Bio

indigné Je suis parti dans la vie insulaire et étudiant en mécanique. Il y a des séquelles. J’ai un faible pour les minorités et je refuse toujours de manquer de respect aux principes de la thermodynamique dans mes fictions.

Comme beaucoup de Réunionnais, je me suis retrouvé en Métropole pour mes études. La France ne m’étant pas plus familière que le reste de l’Europe, j’ai pas fait long feu dans ce pays.

portugal J’ai vécu aux USA, en Angleterre, en Allemagne, sur la route. J’ai traversé des milliers et des milliers de kilomètres en stop à travers l’Europe, l’Asie et l’Amérique. Ça m’a donné une perspective qui, liée à mon intransigeance naturelle m’a poussé dans un activisme plus ou moins constant.

J’ai vite réalisé que la mécanique c’était pas pour moi. Non pas que j’aime pas ça, mais c’est un secteur très… carré. Il faut des papiers et je n’aime pas les papiers. Le fait de m’être fait virer de l’école où j’étudiais avant d’obtenir le diplôme n’a probablement pas aidé.

L’informatique par contre, c’est encore le Far-West. J’ai appris la conception Web tout seul à la maison. Vous aimez le résultat ? J’ai vendu des routeurs, puis des sites internet, et un jour, j’ai décidé de finir tous ces romans que j’avais commencé à écrire pour les publier.

J’ai énormément d’imagination. Les histoires que je raconte sont particulières parce qu’elles présentent des idées que personne n’a jamais eues avant. Malgré tout, je me tiens à un réalisme strict.

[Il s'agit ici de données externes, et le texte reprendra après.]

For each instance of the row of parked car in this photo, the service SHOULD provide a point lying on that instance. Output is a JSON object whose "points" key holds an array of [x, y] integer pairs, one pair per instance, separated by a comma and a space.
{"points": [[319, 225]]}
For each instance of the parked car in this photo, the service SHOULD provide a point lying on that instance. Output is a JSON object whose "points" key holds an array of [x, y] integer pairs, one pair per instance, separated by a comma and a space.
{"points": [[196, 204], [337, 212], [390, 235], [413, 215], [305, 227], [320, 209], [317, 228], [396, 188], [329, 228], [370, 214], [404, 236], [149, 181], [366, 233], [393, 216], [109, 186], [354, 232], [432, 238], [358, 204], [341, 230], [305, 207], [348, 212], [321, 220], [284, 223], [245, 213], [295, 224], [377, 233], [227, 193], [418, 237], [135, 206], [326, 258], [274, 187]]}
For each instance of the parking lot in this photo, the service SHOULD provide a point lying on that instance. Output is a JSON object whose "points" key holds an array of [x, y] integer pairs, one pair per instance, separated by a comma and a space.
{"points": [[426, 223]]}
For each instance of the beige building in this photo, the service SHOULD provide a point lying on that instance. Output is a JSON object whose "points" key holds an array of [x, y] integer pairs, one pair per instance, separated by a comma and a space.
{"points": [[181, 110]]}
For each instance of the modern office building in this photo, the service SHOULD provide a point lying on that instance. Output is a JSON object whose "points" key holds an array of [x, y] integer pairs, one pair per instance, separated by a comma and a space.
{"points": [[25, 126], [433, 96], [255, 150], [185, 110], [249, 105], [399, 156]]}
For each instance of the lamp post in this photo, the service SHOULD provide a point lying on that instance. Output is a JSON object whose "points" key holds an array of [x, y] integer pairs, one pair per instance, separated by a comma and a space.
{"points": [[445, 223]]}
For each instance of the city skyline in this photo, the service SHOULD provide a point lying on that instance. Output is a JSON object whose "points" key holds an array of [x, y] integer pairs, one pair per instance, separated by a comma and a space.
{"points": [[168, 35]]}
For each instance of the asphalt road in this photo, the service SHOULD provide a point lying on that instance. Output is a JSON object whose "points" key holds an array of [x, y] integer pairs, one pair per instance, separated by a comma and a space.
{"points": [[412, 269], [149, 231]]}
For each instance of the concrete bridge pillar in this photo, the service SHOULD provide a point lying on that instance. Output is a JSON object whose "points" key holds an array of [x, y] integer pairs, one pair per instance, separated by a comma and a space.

J’écris depuis toujours. Mon premier roman date de quand j’avais 12 ans. Je l’avais sauvegardé sur une disquette qui a moisi depuis longtemps. Le deuxième, j’avais 19 ans. Celui-là, je l’ai écrit sur papier. C’est plus sûr. J’ai quand même réussi à le perdre dans une auberge de jeunesse à Atlanta. Mes procédures de sauvegarde sont maintenant d’une grande paranoïa.

Une fois mes premier romans publiés, j’ai commencé à en écrire d’autres.